Here we are interested in the device / dev / da0 and the fact of the presence of only three sections dev / da0s1X and dev / da0s3X. Where did dev / da0s2X go? Do not ask - I did not find the answer. Anyway, the fourth slice is not here. If it is, it will be called / dev / da0s4d .



Another way to check for repartitioning is to issue the show system storage partitions command. In case the command returns an error, an update will be required.

If there is a need to update the bootloader and repartition the repository (which is recommended when any doubts are necessary), remember that this means formatting and, as a result, deleting all the information. Accordingly, it is necessary to save all the important information, but rather the entire contents of the internal flash drive. The process of updating the bootloader is trivial and repeats itself for JunOS:



 user@switch> request system software add /var/tmp/ jloader-XXX.tgz user@switch> request system reboot 


It is recommended that you update the bootloader and the system at the same time - this will allow the device to be rebooted only once. With one exception. If you upgrade your old markup system (3 partitions) to a new one (4 partitions) and at the same time update JunOS, the updated version will be written into both boot partitions (main and backup).
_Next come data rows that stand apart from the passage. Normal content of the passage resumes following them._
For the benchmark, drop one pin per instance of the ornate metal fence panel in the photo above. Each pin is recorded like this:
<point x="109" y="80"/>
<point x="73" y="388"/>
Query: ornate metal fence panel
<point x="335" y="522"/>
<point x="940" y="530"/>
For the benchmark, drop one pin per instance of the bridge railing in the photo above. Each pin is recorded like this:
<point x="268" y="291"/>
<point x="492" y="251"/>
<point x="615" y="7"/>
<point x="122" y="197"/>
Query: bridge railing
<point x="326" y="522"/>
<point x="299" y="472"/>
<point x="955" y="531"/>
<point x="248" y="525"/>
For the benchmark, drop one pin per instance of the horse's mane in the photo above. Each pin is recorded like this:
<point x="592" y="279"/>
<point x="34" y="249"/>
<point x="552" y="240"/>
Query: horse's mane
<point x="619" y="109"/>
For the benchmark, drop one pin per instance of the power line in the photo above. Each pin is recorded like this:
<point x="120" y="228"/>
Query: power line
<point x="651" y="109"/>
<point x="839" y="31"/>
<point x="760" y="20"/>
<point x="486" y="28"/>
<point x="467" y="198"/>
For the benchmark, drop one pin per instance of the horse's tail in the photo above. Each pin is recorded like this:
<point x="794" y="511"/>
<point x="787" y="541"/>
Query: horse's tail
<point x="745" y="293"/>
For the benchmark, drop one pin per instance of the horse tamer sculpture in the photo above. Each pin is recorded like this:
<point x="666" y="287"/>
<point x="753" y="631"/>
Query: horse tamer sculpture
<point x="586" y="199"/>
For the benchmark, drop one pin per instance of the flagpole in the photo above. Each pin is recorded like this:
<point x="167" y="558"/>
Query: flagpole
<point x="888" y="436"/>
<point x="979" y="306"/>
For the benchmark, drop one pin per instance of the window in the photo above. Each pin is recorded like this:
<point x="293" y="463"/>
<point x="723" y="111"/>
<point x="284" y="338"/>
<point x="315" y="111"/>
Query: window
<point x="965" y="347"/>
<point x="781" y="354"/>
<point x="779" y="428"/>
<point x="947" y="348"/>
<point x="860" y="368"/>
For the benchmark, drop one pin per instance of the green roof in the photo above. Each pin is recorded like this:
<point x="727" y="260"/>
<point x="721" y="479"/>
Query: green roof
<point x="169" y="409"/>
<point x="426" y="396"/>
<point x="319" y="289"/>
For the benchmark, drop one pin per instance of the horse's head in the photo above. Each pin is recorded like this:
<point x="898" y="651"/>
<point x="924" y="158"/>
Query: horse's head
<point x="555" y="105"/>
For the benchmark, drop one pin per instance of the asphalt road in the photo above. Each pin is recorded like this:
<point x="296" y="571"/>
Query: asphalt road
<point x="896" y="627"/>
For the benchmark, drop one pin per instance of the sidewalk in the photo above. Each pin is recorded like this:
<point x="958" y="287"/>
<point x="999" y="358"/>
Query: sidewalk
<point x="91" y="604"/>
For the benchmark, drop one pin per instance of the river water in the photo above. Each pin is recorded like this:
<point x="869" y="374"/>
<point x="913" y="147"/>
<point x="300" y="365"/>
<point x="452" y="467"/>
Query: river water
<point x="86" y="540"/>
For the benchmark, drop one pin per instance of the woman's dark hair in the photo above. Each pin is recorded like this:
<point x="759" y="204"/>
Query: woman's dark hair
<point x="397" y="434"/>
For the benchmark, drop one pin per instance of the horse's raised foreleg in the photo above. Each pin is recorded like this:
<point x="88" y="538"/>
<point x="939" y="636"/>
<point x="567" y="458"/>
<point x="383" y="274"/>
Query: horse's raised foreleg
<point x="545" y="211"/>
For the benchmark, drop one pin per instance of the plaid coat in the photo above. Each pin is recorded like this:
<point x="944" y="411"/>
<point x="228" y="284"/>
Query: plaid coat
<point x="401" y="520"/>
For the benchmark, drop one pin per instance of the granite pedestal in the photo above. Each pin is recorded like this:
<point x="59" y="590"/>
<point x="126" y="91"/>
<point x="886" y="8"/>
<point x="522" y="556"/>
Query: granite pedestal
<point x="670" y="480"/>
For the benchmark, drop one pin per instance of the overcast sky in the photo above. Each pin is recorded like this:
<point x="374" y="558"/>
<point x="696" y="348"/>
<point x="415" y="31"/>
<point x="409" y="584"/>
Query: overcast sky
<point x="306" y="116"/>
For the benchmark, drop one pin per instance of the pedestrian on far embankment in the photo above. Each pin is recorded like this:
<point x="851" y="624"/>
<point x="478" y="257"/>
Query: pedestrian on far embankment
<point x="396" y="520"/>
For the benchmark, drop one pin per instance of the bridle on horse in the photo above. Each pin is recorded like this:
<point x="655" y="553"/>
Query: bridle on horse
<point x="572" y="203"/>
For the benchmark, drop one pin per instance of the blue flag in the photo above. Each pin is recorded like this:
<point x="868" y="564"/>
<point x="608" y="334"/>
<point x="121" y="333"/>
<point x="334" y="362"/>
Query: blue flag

This may be undesirable in situations where you do not know how the updated production system behaves. In this case, it will be necessary to update the bootloader and the system separately and to overload the devices twice. In the lab with one EX4200, the upgrade of the loader + system took me 13 minutes, for newer / faster devices, perhaps less.



Now back to the main topic.



As already mentioned, I did not need to update the bootloader and I started saving (backup our everything!) All files via SFTP, text config, snepshots to internal storage, and to an external USB flash drive:



 user@switch> request system snapshot media internal member 0 user@switch> request system snapshot media internal member 0 slice alternate user@switch> request system snapshot media internal member 1 user@switch> request system snapshot media internal member 1 slice alternate user@switch> request system snapshot partition media external 


Despite the fact that Juniper recommends the use of certified flash drives, almost anyone with a capacity of 2GB or less is suitable, formatted in FAT with MBR. In the above script, the first 4 lines create a snapshot of the running OS and configuration into active and backup (slice alternate) partitions on both devices in the VC. If there are more devices, repeat for each "member N". Instead of member N, you can also use the key " all-members ", but I prefer certainty. The snapshot itself allows you to later roll back to the old version of the system and / or boot from the backup partition, as well as an external flash drive in case of any problems.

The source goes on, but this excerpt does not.